Positive definite matrix implies a generating set

Question

If the matrix $$\sum_{i=1}^my^i(y^i)^T$$ is positive definite, then the set $\{y^1,\dots,y^m\}\subseteq \mathbb R^n$ is a a generating set for $\mathbb R^n$

Does anyone know how I can prove that?

Answer 1

Let $U$ denote the span of $\{y^1,\dots,y^m\}$. Note that the orthogonal complement $U^\perp$ is the set $$ U^\perp = \{x \in \Bbb R^n : x^Ty^1 = x^Ty^2 = \cdots = x^Ty^m = 0\}. $$ So, suppose that $M = \sum_{i=1}^my^i(y^i)^T$ is positive definite. It follows that for any non-zero $x \in \Bbb R^n$, we have $$ 0 < x^TMx = x^T\left(\sum_{i=1}^my^i(y^i)^T\right)x = \sum_{i=1}^m x^Ty^i(y^i)^Tx = \sum_{i=1}^m (x^Ty^i)^2. $$ In other words: for every $x \in \Bbb R^n$, we have $x^Ty^i \neq 0$ for some $i$ from $1$ to $m$. In other words, every non-zero $x \in \Bbb R^n$ is not an element of $U^\perp$. So, we have $U^\perp = \{0\}$, which means that $U = U^{\perp \perp} = \Bbb R^n$. So, the span of the vectors $y^1,\dots,y^m$ is $\Bbb R^n$, which is to say that these vectors form a generating set for $\Bbb R^n$ as desired.

Answer 2

The matrix is symmetric and thus has a basis consisting of eigenvectors. It is also positive semi-definite since $v^\top \left(\sum_{i=1}^m y^i (y^i)^\top \right) v = \sum_{i=1}^m (v^\top y^i)^2 \ge 0$ for all $v$.

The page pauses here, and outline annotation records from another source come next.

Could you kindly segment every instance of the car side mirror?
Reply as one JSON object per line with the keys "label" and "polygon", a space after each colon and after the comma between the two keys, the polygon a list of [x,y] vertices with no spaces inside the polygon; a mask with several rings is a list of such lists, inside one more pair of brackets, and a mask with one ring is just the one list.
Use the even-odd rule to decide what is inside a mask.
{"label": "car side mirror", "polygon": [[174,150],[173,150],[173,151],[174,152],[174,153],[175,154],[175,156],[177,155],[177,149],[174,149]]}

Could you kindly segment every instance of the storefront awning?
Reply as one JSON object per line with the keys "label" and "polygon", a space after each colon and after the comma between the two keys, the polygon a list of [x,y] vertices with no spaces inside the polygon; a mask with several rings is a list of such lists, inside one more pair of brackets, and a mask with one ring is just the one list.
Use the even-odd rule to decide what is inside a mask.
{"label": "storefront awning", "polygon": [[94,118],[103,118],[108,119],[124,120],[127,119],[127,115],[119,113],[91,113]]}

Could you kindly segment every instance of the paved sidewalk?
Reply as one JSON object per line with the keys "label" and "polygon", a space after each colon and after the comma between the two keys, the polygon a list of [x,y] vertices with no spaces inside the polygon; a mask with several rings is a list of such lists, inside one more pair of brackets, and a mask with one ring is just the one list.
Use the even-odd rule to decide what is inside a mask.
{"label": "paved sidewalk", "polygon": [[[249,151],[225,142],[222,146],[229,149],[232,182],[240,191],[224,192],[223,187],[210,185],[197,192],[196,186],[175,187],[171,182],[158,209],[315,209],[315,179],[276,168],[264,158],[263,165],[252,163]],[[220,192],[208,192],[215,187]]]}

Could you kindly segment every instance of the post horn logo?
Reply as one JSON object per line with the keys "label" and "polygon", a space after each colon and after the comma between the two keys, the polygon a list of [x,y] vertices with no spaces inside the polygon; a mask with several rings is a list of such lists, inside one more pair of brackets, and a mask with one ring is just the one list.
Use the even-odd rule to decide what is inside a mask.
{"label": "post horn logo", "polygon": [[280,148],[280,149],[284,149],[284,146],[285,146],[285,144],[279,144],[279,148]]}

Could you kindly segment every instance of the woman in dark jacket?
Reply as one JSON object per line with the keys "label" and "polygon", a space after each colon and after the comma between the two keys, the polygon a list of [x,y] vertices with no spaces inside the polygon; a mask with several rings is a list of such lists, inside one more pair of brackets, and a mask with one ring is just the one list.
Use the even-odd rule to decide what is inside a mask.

Thus it is positive definite if and only if its nullspace is empty. One can check that the nullspace of this matrix consists of vectors that are orthogonal to each of the $y^i$. So if the matrix is positive definite, then the $y^i$ must span $\mathbb{R}^n$.